Necesitamos un orden europeo más allá de las viejas historias del siglo pasado, porque la alternativa belicista no la aguanta el planeta

El vacío político en la Unión Europea genera nacionalismo en las naciones en formación del Este, agudizado por el miedo comprensible al viejo imperio en descomposición, plagado de armas nucleares, que los sometió durante la segunda mitad del siglo XX, y nacionalismo y miedo son los peores enemigos de la democracia. Mientras los europeos no seamos capaces de responsabilizarnos de nuestro continente, los riesgos de involución en Estados Unidos y la paranoia de Rusia, cercada por sus viejos sometidos, nos desestabilizarán. La sensación de que no hay adultos en la sala favorece la consolidación de líderes que, como Putin, prometen grandezas nacionales, recuerdo de pasadas glorias, fomentado por todos los sistemas escolares. Metido en juegos estratégicos a tres bandas, con EEUU y China, se sabe el más débil y decide romper la baraja, creando un riesgo que sabe no es asumible por la humanidad. 

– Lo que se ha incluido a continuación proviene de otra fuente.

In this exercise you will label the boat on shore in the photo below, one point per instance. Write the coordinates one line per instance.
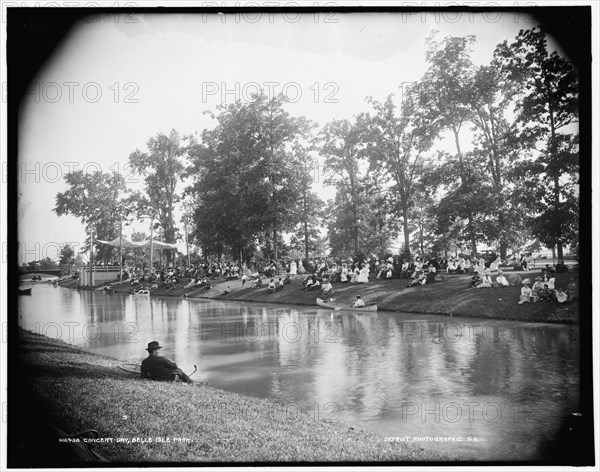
(331, 306)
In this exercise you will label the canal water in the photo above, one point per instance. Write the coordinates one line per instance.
(483, 390)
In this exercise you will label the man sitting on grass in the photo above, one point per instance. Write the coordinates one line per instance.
(156, 367)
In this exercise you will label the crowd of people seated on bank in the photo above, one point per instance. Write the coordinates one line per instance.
(320, 275)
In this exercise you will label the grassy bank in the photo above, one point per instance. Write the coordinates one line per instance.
(451, 295)
(77, 390)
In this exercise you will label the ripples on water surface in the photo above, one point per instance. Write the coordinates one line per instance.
(403, 375)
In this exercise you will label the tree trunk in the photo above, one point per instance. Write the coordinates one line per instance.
(305, 239)
(462, 179)
(405, 228)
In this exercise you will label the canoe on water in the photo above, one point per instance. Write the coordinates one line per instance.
(331, 306)
(131, 368)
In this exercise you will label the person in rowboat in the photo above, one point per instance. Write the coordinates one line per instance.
(359, 303)
(157, 367)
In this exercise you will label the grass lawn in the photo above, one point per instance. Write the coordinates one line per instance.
(76, 390)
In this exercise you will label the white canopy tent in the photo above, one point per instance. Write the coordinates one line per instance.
(122, 242)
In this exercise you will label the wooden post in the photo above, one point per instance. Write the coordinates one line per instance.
(91, 256)
(120, 249)
(151, 244)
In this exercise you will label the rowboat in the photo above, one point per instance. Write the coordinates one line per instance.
(331, 306)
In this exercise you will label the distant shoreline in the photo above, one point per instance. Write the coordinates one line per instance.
(449, 296)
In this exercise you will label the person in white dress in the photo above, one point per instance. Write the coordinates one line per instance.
(363, 276)
(359, 303)
(344, 273)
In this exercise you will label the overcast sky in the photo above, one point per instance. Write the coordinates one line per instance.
(117, 81)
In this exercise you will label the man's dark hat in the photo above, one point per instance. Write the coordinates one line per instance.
(152, 346)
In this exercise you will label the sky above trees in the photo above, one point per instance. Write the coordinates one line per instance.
(116, 81)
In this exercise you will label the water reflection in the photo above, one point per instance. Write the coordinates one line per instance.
(506, 383)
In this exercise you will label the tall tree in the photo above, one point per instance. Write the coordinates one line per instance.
(94, 198)
(443, 92)
(547, 113)
(344, 149)
(246, 175)
(497, 147)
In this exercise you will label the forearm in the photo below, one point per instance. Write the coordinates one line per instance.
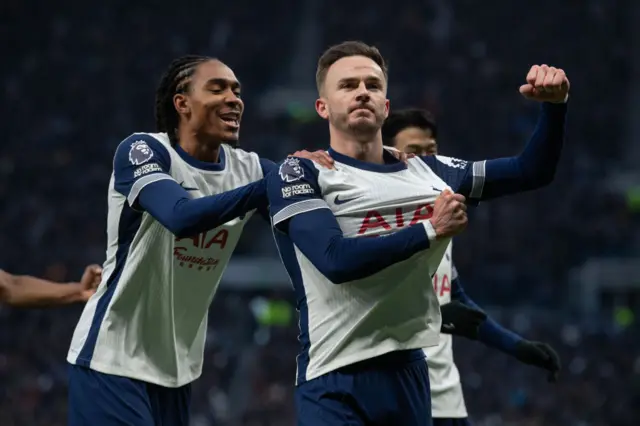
(341, 259)
(490, 332)
(171, 205)
(27, 291)
(536, 166)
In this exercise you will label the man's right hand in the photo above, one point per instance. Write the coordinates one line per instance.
(449, 214)
(461, 320)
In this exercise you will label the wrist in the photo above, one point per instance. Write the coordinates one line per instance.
(430, 230)
(75, 292)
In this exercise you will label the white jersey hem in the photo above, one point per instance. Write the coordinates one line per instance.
(368, 354)
(72, 358)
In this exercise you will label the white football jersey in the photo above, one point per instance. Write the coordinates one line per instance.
(148, 319)
(391, 310)
(447, 400)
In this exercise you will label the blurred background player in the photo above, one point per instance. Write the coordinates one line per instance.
(27, 291)
(140, 341)
(415, 131)
(365, 319)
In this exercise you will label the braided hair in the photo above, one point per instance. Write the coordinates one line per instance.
(176, 79)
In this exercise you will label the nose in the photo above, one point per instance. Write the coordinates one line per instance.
(232, 99)
(362, 93)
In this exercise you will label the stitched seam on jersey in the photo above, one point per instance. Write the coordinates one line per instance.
(142, 182)
(478, 179)
(297, 208)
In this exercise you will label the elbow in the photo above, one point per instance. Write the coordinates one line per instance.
(7, 283)
(541, 179)
(336, 274)
(180, 231)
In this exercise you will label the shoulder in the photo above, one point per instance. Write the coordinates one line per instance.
(293, 169)
(140, 148)
(239, 153)
(244, 163)
(452, 162)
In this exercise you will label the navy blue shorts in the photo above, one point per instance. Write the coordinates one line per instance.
(389, 390)
(451, 422)
(98, 399)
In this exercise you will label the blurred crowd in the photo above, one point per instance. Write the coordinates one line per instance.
(79, 77)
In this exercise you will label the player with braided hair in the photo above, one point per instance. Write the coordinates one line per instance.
(178, 201)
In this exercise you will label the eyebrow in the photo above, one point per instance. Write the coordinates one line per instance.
(355, 79)
(224, 82)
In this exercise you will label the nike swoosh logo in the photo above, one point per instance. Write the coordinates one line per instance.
(338, 201)
(186, 188)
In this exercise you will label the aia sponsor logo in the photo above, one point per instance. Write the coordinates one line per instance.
(200, 251)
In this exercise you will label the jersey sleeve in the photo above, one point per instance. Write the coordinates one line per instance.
(535, 167)
(139, 161)
(267, 166)
(293, 190)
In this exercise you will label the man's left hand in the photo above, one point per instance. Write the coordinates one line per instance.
(546, 84)
(539, 355)
(320, 156)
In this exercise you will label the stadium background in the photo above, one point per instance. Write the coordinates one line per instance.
(559, 265)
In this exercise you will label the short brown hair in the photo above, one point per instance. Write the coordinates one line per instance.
(344, 50)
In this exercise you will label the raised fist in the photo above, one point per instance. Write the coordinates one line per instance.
(449, 214)
(546, 84)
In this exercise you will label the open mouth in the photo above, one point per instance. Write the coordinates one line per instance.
(231, 118)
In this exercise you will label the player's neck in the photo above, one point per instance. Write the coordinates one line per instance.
(369, 150)
(208, 152)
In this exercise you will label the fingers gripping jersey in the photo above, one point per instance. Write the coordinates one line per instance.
(447, 400)
(148, 319)
(388, 311)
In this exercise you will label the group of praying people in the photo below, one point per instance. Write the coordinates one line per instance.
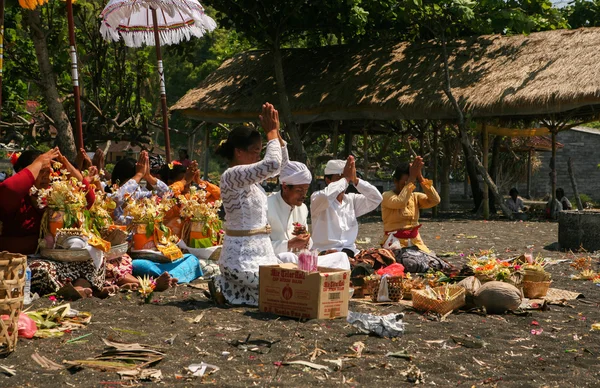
(260, 229)
(21, 218)
(264, 229)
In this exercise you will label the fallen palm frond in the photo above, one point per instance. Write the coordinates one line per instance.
(121, 357)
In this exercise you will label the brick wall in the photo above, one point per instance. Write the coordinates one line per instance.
(583, 146)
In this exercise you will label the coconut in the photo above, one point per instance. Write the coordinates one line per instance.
(471, 285)
(498, 297)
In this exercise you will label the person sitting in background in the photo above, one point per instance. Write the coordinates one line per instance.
(184, 158)
(288, 217)
(335, 213)
(22, 220)
(515, 203)
(400, 207)
(127, 175)
(562, 198)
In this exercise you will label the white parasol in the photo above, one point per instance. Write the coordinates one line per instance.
(144, 22)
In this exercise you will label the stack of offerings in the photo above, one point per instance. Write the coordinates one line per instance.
(289, 291)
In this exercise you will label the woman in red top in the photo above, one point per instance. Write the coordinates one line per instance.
(21, 218)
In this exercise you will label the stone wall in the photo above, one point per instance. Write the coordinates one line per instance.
(583, 146)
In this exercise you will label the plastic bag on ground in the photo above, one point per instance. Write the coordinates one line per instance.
(390, 325)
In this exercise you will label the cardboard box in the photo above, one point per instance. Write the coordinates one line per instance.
(286, 290)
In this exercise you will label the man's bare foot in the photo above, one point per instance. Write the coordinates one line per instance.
(163, 282)
(106, 292)
(70, 292)
(130, 286)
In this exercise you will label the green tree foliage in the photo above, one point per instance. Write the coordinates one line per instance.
(583, 13)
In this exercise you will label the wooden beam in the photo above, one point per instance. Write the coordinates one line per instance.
(486, 198)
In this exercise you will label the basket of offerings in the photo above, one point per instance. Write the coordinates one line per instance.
(536, 281)
(533, 290)
(489, 268)
(201, 224)
(394, 284)
(440, 300)
(12, 281)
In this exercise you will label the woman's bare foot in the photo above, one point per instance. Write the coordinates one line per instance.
(163, 282)
(106, 292)
(70, 292)
(130, 286)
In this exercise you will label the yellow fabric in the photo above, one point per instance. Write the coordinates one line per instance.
(32, 4)
(401, 211)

Este peligroso juego entre las potencias aleja las esperanzas de Unión Europea; pues éstas, como enseña la historia, no se cumplirán mientras se confíen a otra potencia, el amigo americano protector, que sirve de coartada a la falta de ambición de los políticos del continente, muy perezosos para las grandes tareas. Seremos capaces de llorar los muertos y ayudar a los refugiados, pero no de evitar sus resultados, la desmembración de un país soberano o, aún más peligroso, la descomposición de un imperio. Con la consecuencia añadida de dejar el cambio climático fuera de las agendas políticas. Porque la lucha contra el calentamiento global exige un mínimo de concordia, que permita coordinar medidas y distribuir costes y esfuerzos, para conseguir detenerlo por debajo de los dos grados Celsiu. Sin cooperación, primarán las exigencias del conflicto, el desarrollo de la industria pesada y las tecnologías de combate, exigentes consumidores de combustibles fósiles. El desprecio de la cultura verde y democrática empujará a los oponentes a refugiarse en el carbono como fuente de energía.

No se trata de permitir a Rusia dictar la política de sus vecinos, sino de armarse de autoridad para poder ofrecer a todos los países que lindan con Europa la posibilidad de convivencia colaborativa hacia la disolución ordenada y pacífica de bloques de agresión de cualquier tipo. Esto, que parece el sueño kantiano de la paz perpetua, es lo que Europa, y nadie más en el planeta, puede ofrecer, siempre y cuando se arme ética, militar y políticamente para ello, independizándose de las visiones geopolíticas del siglo XX. Un orden europeo más allá de las viejas historias del siglo pasado, porque la alternativa belicista no la aguanta el planeta.